A room-temperature ppb-level H2S sensor based on MoO3/CuO/g-C3N4 via a simple synthesis

The detection of H2S for biomarkers or special occasions often requires a lower detection limit. In this work, the ppb-level H2S sensor based on MoO3/CuO/g-C3N4 (MCC) was presented by a simple method. The characterized results show that MCC-2 possesses a larger specific surface area, and has more adsorbed oxygen and oxygen vacancy compared to MoO3 and MoO3/CuO. The gas-sensitive test results show that the response of the MCC-2 sensor to 1000 ppb H2S is up to 8.24 at room temperature, which is 1.31 times of MoO3/CuO (6.28). More importantly, the theoretical detection limit of the MCC-2 sensor is as low as 1.1 ppb, which is the lowest in the recent H2S sensor. In addition, the MCC-2 sensor has reliable repeatability, excellent selectivity to H2S, and still maintains a high response after continuous test for 5 weeks.

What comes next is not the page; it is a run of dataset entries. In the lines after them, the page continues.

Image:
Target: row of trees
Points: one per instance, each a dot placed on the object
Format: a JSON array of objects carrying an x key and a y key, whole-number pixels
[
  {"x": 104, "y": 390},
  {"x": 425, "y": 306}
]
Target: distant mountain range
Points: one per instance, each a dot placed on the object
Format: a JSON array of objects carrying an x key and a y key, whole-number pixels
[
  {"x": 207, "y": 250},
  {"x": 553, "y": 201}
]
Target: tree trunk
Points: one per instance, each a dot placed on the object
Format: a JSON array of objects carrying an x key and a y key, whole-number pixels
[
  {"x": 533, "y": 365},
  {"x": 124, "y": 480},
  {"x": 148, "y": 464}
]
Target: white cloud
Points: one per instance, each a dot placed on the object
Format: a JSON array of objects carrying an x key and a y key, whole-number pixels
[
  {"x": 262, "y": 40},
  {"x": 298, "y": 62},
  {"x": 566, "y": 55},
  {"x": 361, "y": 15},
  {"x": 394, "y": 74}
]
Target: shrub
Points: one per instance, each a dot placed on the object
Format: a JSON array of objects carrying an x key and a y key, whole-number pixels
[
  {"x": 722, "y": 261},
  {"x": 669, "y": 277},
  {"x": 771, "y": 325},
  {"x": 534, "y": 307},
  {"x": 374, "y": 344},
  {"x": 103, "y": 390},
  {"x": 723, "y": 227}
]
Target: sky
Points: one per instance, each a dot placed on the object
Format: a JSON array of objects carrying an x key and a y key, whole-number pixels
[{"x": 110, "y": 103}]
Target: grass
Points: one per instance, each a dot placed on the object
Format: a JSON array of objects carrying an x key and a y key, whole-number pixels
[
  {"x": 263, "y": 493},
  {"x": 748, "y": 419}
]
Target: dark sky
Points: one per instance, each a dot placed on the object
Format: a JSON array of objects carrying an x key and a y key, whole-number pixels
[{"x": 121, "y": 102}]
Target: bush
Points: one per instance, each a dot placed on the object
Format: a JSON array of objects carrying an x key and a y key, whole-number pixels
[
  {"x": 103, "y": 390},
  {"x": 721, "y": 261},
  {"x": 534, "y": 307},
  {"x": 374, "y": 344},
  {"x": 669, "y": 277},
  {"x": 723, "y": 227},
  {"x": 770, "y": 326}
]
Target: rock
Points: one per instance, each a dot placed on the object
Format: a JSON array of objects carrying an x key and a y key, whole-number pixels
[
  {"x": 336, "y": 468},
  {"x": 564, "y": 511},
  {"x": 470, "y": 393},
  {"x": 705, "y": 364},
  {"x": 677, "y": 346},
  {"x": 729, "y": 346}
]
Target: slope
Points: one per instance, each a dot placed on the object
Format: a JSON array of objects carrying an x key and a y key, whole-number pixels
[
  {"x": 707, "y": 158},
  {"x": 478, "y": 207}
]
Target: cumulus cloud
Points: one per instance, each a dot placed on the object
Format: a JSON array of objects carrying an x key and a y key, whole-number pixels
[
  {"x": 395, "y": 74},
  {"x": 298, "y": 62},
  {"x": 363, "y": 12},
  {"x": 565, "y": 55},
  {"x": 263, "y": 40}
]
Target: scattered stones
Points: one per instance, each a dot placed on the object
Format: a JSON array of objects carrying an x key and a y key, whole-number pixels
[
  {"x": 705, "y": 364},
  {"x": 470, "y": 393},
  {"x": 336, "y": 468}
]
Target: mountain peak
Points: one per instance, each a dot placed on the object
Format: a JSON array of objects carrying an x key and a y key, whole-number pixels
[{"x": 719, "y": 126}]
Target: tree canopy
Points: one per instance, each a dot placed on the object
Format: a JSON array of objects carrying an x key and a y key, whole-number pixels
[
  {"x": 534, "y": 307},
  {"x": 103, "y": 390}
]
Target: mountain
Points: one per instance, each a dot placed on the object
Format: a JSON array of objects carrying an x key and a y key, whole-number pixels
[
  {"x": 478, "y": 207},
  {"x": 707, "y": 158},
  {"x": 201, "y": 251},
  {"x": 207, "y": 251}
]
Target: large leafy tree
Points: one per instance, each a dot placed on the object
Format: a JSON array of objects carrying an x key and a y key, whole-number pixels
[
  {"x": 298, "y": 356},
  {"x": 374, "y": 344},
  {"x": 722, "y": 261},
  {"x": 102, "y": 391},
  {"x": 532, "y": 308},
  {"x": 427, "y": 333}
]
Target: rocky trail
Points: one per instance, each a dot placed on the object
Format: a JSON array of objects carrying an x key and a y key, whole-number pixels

Simultaneously, the MCC-2 sensor also keeps an outstanding response at high relative humidity. The excellent gas sensing properties are due to the larger specific surface area that can enable more gases to be adsorbed on the material surface. In addition, the oxygen vacancy reduces the energy required to adsorb the target gas and the formed heterojunctions by MoO3/CuO/g-C3N4 expedite carrier migration.

Automated summary

The paper presents a ppb-level H2S sensor based on MoO3/CuO/g-C3N4, which has a low detection limit and excellent gas sensing properties. The MCC-2 sensor has a larger specific surface area and more adsorbed oxygen and oxygen vacancy, enabling a high response to 1000 ppb H2S at room temperature and the lowest theoretical detection limit among recent H2S sensors.